We describe here the functional analysis of the C. elegans LIM homeobox gene lim-6, the ortholog of the mammalian Lmx-1a and b genes that regulate limb, CNS, kidney and eye development. lim-6 is expressed in a small number of sensory-, inter- and motorneurons, in epithelial cells of the uterus and in the excretory system. Loss of lim-6 function affects late events in the differentiation of two classes of GABAergic motorneurons which control rhythmic enteric muscle contraction. lim-6 is required to specify the correct axon morphology of these neurons and also regulates expression of glutamic acid decarboxylase, the rate limiting enzyme of GABA synthesis in these neurons. Moreover, lim-6 gene activity and GABA signaling regulate neuroendocrine outputs of the nervous system. In the chemosensory system lim-6 regulates the asymmetric expression of a probable chemosensory receptor. lim-6 is also required in epithelial cells for uterine morphogenesis.
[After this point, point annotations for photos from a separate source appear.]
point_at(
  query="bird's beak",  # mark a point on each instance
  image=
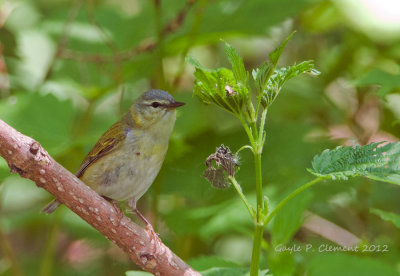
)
(175, 105)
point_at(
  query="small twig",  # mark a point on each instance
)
(26, 157)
We compare the function of lim-6 to those of other LIM homeobox genes in C. elegans and suggest that LIM homeobox genes share the common theme of controlling terminal neural differentiation steps that when disrupted lead to specific neuroanatomical and neural function defects.
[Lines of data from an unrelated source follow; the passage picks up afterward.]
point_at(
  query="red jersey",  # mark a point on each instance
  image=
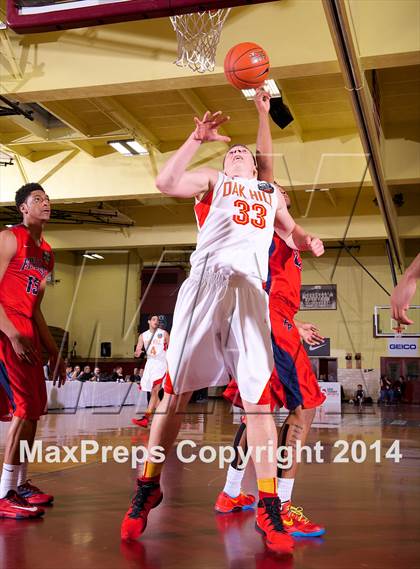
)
(30, 265)
(284, 273)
Hobert O et al. (1999) J Cell Biol "A conserved LIM protein that affects muscular adherens junction integrity and mechanosensory function in Caenorhabditis elegans."

Hobert O, Clark KA, Moerman DG, Ruvkun GB, Beckerle MC

[J Cell Biol, 1999]

We describe here the molecular and functional characterization of the Caenorhabditis elegans unc-97 gene, whose gene product constitutes a novel component of muscular adherens junctions. UNC-97 and homologues from several other species define the PINCH family, a family of LIM proteins whose modular composition of five LIM domains implicates them as potential adapter molecules. unc-97 expression is restricted to tissue types that attach to the hypodermis, specifically body wall muscles, vulval muscles, and mechanosensory neurons. In body wall muscles, the UNC-97 protein colocalizes with the beta-integrin PAT-3 to the focal adhesion-like attachment sites of muscles. Partial and complete loss-of-function studies demonstrate that UNC-97 affects the structural integrity of the integrin containing muscle adherens junctions and contributes to the mechanosensory functions of touch neurons. The expression of a Drosophila homologue of unc-97 in two integrin containing cell types, muscles, and muscle-attached epidermal cells, suggests that unc-97 function in adherens junction assembly and stability has been conserved across phylogeny. In addition to its localization to adherens junctions UNC-97 can also be detected in the nucleus, suggesting multiple functions for this LIM domain protein.